Gawd, Maude, you're right, ~ray. Never thought of it that way.

You may want the show position and it's odds on that GoofyHoofy may (repeat, may) get the win position but I want place. I want the coveted Feste Award Third Class with Palm Cluster so bad I can taste it. If you are a contestant for that, I'll have your guts for garters. I mean it.

This year is my year to get Recognition TMF style. To do that I will do anything illegal, immoral or fattening. My efforts at bribery have failed (I offered TMFTwitty an undisclosed sum in a coffee can on his porch and his dog bit me – well that's not exactly true, the dog licked my hand and Twitty's kids bit me) so I have to change my modus operandi to the more subtle: kidnapping TMF peoples' kids.

I said that to Twit and he said 'which one do you want?' So I stopped that idea when I realized that if I kidnapped Twit's kids I would have to take them to Chucky Cheese and supply the quarters for the roller ball machines. Plus, I would probably have so much fun with them I wouldn't want to give them back and would invite Twit and Mrs. Twit for a hootenanny.

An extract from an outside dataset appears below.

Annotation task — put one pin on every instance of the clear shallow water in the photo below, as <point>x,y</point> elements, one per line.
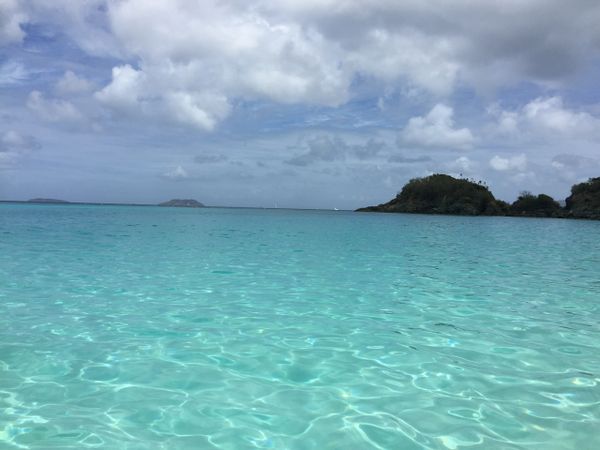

But back to your theme that there's no losers just a lot of second-place finishers. I agree there's a lot of us that have not the slightest chance at The Feste Award since that appellation is for the crème de la crème but how about us others? We toil in these vineyards also. ~ray, I ain't gonna settle as an also ran.

This year it's The Feste Award Third Class with Palm Cluster or I'm outta here even though my subscription is until 2005.